『本日、日本に滞在していたクリス・ルーチェル夫人が所持していた[乙女の鮮血]が何者かに盗まれたと報告がありました。』




「イテェっ!」



「もぉー‥何してんのよあなたは……」




痛がった場所は右足の小指




そりゃ痛がるだろうが!とやり場のない怒りがこみ上げていた。




「引っ越し早々ツイてない!」




私の名前は
橘 深琴(タチバナミコト)
19歳
国語教師志望




大学1年生の私は大学から近い、姉の家ー‥このマンションに今日引っ越してきた。




幸先が悪すぎである。




『また、この犯行は先月の[ルージュ]の絵画が盗まれた時と同じと見られ、警察が現在捜査しているとの事です。
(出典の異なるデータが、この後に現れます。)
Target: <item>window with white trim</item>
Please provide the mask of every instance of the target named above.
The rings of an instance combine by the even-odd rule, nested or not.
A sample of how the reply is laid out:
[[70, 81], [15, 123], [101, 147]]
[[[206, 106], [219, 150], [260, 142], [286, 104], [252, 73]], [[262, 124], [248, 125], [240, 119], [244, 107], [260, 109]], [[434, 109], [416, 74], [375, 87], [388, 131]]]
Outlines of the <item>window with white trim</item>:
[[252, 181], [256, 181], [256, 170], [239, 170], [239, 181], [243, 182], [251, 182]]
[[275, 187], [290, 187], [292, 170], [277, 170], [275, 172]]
』




ニュースまで物騒である。



『こちらが盗まれた[乙女の鮮血]の写真でー‥』




「ほら!そんなとこでうずくまってないでお隣さんに挨拶してきなさい!」




慈悲もない姉である。




姉から受け取った箱、まぁ中身はただのタオルでありますが




それを持ってお隣に挨拶をしに行く。




ピンポーン




……




…………




「早速留守かぁ!」




どうやら501号室には誰もいなかった。




ちなみに私達の部屋は502号室だ。




そして502の右隣、503号室のインターホンを鳴らした。